Tear down this dam?
Thousands living downstream from its desperate cascading water releases are evacuating their homes in Hollywood disaster-film fashion. Something premodern and apocalyptic like this was not supposed to have happened in a postmodern California of Google, Hollywood, and Napa Valley wineries.
California’s politicians and pundits in recent years of drought swore the state was entering a cycle of permanent drought (and thus saw no need to start construction on a single dam to store the rain and snow that supposedly would not return). Instead, they warned of the “settled science” of climate change and the need for permanent conservation and restrictions—even as near record storms this year have pushed California’s snow and rain levels in many places to over 200 percent of normal, well beyond the ability of our now ossified water projects to store the deluge that heads out to sea.
Oroville, along with its twin Shasta dam, anchors California's vast water transfer system, the largest and most ingeniously designed in the world. But Oroville’s half-century-old and now damaged spillways were in dire need of maintenance, especially given that auxiliary dams in the region envisioned to alleviate the pressure on Oroville were long ago cancelled. Indeed, the entire California Water Project and federal Central Valley Project were never finished, even as California’s population more than doubled.
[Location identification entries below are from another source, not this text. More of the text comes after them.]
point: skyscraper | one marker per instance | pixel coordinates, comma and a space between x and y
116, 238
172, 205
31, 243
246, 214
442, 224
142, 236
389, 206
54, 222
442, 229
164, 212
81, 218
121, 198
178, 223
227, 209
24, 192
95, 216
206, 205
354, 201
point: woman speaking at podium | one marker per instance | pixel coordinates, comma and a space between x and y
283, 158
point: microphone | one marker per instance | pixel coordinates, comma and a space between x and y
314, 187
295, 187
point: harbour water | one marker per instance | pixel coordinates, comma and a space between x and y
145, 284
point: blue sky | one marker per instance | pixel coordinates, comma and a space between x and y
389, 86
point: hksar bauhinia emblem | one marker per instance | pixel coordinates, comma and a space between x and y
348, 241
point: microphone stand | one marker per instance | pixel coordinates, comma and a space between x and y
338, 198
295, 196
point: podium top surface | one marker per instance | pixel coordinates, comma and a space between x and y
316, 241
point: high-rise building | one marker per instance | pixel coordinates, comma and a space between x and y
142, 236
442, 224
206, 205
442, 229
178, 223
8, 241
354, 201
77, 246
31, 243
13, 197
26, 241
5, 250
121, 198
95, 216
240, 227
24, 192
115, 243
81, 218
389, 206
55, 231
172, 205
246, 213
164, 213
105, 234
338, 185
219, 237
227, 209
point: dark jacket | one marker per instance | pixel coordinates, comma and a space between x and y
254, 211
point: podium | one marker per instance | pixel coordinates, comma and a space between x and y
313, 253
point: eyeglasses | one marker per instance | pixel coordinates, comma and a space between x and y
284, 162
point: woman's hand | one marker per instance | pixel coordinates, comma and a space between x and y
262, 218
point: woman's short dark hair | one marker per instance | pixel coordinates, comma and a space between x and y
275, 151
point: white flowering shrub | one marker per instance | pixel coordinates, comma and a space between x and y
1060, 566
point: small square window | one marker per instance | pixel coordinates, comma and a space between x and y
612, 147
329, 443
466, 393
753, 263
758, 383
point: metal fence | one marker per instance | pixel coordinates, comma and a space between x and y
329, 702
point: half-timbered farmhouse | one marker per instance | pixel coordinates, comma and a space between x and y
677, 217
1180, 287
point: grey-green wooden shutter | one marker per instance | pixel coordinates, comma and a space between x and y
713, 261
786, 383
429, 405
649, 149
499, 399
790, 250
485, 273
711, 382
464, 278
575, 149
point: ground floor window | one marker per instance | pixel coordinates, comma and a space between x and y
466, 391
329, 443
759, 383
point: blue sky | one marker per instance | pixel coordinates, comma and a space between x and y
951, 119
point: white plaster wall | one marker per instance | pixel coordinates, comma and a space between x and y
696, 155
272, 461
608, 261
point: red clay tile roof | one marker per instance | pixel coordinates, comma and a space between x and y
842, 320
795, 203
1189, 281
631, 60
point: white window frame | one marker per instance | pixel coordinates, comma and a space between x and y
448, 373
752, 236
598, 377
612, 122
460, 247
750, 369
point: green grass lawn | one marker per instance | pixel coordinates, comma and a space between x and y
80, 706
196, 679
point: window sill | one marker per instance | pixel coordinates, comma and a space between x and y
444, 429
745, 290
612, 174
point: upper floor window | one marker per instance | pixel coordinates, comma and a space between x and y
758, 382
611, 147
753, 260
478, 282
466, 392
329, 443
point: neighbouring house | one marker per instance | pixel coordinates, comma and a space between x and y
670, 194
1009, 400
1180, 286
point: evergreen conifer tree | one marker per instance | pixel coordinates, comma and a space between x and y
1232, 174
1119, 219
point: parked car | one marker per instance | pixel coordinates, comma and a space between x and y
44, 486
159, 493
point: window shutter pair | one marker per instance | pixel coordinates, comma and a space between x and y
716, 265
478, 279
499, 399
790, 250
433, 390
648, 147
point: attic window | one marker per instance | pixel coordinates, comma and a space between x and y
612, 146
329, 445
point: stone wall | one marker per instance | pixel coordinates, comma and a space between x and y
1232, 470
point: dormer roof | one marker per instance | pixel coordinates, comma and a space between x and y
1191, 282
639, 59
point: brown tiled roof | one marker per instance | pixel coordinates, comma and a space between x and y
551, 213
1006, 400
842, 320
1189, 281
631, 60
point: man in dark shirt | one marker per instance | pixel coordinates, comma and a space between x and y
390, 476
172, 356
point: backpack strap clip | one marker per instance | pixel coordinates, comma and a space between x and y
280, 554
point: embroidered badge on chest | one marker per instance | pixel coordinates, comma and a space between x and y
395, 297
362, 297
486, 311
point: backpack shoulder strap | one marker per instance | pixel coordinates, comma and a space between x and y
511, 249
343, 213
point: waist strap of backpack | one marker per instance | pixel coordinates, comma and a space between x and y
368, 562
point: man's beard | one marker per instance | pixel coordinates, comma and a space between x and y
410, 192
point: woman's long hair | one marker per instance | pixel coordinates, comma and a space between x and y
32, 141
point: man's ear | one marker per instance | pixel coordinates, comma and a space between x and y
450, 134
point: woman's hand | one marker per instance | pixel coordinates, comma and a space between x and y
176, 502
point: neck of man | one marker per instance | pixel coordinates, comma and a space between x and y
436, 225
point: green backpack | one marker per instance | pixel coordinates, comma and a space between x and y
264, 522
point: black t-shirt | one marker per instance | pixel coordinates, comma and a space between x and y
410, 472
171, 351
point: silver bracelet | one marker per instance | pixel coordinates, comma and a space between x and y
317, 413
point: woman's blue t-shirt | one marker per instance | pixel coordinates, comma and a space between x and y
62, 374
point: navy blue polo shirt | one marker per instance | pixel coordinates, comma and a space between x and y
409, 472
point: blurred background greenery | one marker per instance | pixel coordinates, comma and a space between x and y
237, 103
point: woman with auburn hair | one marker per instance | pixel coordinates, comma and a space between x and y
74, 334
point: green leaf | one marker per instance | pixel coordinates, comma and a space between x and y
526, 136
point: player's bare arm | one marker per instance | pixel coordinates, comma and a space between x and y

After the early 1980s, the state’s politicians and courts decided that dams, as one critic put it, were “a relic of the Industrial Age, a brute-force solution to water scarcity.” They forget that they had been a staple of civilization since the Mycenaean Greeks built them to ward off flood and drought.
The cracks on the face of Oroville Dam remind us that we have abused and caricatured what we inherited. In penance we might do better to listen to the wisdom of the past rather than to parrot the ignorance of the present.